Culture

To Catch a Predator for Sex Workers Coming to A&E

|

kevinomara/Flickr

A new reality series slated for A&E will feature a cop-turned-pastor intent on saving sex workers' souls by luring them to hotel rooms and then lecturing them on national television. Once he has sex workers cornered, pastor Kevin Brown has eight minutes to convince them of the error of their whorin' ways. It's like To Catch a Predator meets Pretty Woman! Which is to say: an abomination that should never, ever have gotten the greenlight.

The series—working title: 8 Minutes—is being produced by Tom Forman, who would still be touting extreme home makeovers and food truck races were it not for a 2013 Los Angeles Times article about Brown's "rescue" efforts. Apparently, Brown has been at his odious task a while. In 2011, he helped form Safe Passage OC, which conducts "unofficial stings to 'liberate' women and minors from a life of servitude," as the Times describes it. The group sees their missions "as undercover police operations—with a dash of prayer."

Thats right: Brown already spends his spare time hunting down and harassing sex workers. The description of his group's work is truly creepy and fanatical: 

To prepare for the missions, Reese trolls backpage.com or craigslist for potential victims, particularly those who look like they might be minors with an "emptiness" in their faces. … The group practices by using a Bluetooth as a walkie-talkie, driving around in a caravan and deploying as a surveillance team across motel properties, with each person assigned a specific role.

Seeing someone's photo online and then proceeding to track them down IRL and secretly monitor their movements would, under other contexts, be considered stalking. But apparently anything goes when your aim is to "save" women from exerting their own agency. 

As the Times article makes clear, most of the women Brown encounters want nothing to do with his savior complex. At least they're only subjected to a strange or scary or insulting conversation.

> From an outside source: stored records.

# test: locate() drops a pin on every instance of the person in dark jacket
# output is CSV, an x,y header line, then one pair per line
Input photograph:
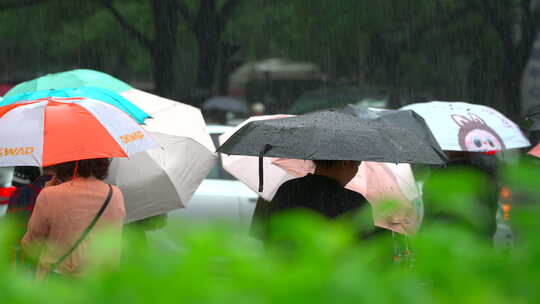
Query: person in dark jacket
x,y
322,192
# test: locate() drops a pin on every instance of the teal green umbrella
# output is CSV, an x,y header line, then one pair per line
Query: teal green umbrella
x,y
70,79
86,92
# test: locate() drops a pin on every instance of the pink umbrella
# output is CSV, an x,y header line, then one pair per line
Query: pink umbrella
x,y
377,182
535,151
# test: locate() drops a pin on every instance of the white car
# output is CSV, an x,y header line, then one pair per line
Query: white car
x,y
219,198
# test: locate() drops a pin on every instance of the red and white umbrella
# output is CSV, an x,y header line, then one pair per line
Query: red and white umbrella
x,y
50,131
377,182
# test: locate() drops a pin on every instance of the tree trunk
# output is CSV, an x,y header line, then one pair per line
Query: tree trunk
x,y
164,47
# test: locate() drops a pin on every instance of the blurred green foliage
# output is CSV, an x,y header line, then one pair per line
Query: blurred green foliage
x,y
311,260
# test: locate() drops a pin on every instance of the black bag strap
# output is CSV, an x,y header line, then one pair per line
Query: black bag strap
x,y
85,233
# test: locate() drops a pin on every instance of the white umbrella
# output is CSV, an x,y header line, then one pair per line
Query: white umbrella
x,y
159,181
376,181
460,126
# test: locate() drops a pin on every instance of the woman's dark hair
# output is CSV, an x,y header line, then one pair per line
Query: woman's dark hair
x,y
326,163
97,167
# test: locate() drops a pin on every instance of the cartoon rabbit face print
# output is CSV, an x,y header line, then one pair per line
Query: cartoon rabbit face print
x,y
475,135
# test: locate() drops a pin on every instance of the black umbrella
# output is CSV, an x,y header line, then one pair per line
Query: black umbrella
x,y
350,133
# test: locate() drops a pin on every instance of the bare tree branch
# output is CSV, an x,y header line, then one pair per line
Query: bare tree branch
x,y
21,4
184,11
147,42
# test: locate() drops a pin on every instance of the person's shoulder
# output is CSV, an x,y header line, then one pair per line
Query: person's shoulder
x,y
354,196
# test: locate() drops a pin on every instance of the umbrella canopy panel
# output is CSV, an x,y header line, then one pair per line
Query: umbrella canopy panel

Now Brown's stalk-and-save efforts come with a camera crew. 

Forman told Entertainment Weekly that the "girls" won't be shown on television without their permission, and that Brown's success rate has been about 50 percent. "Sometimes they turn and leave, but that's the case when trying to save prostitutes," said Forman. (They're wily like cats, they are!) A&E has ordered an initial eight episodes of the show.